My name is Robert Nulton. I serve as the Chairman to a new organization that will be starting here in 2020 called The Chamber of Haunters. It will be an all-inclusive organization that we hope will be a home for fans, home haunters, yard haunters, charity haunters as well as small, medium and large pro haunters. We want to be a home for everyone who is involved in the Haunted Attraction Industry in any form that takes. Over the years I have felt that there are too many "cliques" in the industry and we need to all come together as one team and not several competing ones. We should not look at each other as competition but, as one team. Our organization is aiming to help do just that. I have been a part of the Haunted Attraction industry for about 25 years in some form or another. My family owned a haunted attraction for 11 years, I am currently an owner once again with a yard haunt in Central Pennsylvania. I have been the founder of an organization known as "The Haunt Rater" which has helped all types of haunted attractions around the country since 2008. We are now taking things to the next level hoping to help even more people. 

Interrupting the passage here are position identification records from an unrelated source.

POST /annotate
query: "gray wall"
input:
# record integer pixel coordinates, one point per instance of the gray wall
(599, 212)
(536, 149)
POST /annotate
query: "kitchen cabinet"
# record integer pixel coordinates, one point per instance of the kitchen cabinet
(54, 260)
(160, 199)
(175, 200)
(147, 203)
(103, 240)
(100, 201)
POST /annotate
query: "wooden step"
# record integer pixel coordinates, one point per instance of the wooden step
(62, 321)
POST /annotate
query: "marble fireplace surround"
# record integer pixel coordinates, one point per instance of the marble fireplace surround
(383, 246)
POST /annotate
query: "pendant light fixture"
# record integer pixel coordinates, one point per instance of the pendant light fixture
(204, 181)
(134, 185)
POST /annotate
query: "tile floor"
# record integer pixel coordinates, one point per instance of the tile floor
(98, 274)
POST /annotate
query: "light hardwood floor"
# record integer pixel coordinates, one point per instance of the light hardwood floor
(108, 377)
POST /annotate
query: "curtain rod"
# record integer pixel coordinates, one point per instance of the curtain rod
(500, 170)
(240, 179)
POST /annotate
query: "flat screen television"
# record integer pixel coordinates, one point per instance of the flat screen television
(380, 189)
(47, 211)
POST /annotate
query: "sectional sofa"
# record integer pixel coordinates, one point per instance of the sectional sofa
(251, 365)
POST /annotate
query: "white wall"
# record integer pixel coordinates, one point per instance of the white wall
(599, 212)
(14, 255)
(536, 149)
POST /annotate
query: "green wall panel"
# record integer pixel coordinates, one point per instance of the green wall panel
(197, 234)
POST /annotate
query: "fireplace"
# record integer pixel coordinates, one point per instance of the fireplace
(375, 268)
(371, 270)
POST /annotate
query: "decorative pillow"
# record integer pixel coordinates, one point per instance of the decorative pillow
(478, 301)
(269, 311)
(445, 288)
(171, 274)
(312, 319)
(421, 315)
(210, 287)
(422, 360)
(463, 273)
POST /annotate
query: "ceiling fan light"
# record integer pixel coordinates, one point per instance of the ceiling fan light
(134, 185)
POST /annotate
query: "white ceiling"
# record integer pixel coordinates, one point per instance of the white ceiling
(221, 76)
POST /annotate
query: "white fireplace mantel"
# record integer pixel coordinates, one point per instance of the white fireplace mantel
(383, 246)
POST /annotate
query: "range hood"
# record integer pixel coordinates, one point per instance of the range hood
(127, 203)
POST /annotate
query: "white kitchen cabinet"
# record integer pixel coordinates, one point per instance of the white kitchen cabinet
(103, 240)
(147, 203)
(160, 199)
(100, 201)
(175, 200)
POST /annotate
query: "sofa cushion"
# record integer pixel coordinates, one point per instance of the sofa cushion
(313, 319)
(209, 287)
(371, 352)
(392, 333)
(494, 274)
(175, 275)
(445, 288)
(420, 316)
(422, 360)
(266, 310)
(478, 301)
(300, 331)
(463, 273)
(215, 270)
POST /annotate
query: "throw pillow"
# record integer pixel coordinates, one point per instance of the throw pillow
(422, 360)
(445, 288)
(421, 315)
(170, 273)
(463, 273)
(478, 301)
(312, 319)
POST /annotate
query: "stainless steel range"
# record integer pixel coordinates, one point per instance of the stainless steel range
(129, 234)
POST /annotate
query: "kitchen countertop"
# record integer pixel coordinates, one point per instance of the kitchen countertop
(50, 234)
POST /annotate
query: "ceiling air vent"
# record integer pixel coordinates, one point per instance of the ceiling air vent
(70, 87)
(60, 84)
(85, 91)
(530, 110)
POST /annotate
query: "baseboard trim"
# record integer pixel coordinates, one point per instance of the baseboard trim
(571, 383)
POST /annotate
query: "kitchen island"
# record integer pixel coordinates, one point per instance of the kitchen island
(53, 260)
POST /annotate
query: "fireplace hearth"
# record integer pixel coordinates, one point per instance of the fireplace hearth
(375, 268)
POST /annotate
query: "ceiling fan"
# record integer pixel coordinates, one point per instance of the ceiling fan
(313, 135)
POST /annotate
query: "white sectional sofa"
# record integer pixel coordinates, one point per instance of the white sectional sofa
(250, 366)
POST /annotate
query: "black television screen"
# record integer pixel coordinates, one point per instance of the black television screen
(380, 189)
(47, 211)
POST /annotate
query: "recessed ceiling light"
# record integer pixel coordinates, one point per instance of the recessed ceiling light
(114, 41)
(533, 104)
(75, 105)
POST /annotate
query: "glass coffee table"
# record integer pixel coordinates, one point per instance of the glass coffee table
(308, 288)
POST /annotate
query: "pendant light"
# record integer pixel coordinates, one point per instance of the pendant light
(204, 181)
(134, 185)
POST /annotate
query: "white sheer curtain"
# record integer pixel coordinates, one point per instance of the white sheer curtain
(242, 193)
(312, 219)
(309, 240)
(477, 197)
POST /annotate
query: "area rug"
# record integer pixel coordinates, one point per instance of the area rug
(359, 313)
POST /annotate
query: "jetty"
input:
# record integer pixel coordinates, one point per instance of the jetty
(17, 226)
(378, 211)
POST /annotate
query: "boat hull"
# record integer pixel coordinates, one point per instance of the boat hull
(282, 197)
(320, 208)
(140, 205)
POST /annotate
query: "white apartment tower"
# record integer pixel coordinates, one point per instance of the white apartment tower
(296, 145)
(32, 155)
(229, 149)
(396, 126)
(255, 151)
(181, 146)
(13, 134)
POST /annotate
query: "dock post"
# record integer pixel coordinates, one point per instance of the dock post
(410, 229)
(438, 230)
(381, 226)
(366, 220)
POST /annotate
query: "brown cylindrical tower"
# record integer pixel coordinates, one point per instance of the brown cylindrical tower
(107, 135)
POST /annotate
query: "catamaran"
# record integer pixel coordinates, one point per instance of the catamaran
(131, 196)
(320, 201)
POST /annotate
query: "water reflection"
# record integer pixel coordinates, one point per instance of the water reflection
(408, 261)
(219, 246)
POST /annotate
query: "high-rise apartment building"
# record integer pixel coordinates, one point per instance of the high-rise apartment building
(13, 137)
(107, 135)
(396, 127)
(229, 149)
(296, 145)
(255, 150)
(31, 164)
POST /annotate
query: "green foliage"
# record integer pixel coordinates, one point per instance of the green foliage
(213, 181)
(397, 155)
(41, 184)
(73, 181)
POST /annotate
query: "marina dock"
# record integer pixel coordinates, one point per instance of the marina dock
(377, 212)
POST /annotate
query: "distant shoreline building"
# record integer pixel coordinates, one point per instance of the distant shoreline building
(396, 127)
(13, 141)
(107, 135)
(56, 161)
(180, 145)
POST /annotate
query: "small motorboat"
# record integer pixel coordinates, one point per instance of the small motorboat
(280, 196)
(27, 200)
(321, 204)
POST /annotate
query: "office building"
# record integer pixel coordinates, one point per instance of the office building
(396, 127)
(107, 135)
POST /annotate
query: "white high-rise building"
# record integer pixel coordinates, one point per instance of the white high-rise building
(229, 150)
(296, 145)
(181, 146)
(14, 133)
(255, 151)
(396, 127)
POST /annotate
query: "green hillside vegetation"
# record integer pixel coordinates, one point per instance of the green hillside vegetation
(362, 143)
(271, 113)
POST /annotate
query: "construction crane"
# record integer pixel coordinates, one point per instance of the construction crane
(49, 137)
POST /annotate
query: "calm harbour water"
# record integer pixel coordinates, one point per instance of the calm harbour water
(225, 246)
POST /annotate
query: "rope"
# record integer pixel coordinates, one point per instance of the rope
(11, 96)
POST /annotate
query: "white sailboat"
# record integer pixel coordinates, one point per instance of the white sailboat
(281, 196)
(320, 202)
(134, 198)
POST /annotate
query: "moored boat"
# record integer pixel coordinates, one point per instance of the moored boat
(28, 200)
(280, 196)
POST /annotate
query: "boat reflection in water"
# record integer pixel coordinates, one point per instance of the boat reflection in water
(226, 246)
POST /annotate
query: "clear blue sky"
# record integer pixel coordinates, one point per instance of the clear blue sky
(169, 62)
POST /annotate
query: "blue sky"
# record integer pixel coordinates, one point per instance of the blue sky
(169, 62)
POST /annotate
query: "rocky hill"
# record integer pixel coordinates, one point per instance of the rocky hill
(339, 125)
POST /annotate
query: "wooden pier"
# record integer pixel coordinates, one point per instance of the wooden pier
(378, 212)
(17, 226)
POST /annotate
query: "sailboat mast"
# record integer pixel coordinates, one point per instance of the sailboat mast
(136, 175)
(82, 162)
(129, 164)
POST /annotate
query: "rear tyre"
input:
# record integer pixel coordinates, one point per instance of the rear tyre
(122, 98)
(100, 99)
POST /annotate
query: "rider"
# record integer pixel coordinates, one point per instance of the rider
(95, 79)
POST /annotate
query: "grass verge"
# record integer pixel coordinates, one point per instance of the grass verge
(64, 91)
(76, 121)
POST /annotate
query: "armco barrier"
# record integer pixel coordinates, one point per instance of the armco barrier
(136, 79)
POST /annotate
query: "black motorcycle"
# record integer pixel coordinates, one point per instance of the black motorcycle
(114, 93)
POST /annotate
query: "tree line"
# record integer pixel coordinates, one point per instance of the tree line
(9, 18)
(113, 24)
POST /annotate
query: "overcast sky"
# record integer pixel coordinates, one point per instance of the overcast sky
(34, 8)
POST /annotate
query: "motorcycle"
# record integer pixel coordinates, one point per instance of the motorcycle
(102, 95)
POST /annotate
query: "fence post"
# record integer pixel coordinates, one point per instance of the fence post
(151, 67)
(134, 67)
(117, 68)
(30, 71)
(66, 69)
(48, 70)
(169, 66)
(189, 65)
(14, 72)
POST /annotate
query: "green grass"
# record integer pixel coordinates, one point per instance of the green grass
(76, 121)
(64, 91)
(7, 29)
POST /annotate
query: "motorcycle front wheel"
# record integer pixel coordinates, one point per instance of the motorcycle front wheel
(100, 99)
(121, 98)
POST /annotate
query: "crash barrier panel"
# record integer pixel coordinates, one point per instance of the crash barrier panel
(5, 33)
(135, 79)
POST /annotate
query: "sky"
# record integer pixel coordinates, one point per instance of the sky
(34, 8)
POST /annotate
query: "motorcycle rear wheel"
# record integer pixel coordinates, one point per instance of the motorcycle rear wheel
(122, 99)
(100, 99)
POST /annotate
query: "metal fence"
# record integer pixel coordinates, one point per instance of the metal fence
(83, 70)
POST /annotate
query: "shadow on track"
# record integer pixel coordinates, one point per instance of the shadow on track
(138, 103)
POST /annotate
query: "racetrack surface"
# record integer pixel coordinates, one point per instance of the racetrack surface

If this is something that you are interested in learning more about or would like to join the Chamber, please feel free to contact me by email at [email protected] or liking us on Facebook at @chamberofhaunters and sending us a message. We look forward to speaking with you soon as well as hopefully having you as a member of this up and coming organization. 

Thank you,

Rob Nulton
Chairman
Chamber of Haunters


Co-Owner
Shockwalk Haunt



The Haunt Rater
Owner


----------



## bobby2003 (Oct 5, 2017)

It looks like this is a paid membership? What will someone really get for the money? Do we have to wait until the kickoff at Hauntcon to find out?

See: https://www.chamberofhaunters.com/membership-form.php

Choose your membership level:

Individual/Fan - $50.00/year
Haunt Staff - $50.00/year
Home Haunt - $75.00/year
Charity Haunt - $75.00/year
Small Haunted Attraction - $120.00/year
Medium Haunted Attraction - $185.00/year
Large Haunted Attraction - $240.00/year
Vendor - $160.00/year


----------



## bobby2003 (Oct 5, 2017)

One and done I guess. Hopefully they eventually explain what you get for the money because the website doesn't.


----------



## Ladyfrog (Sep 21, 2018)

Weird ?


----------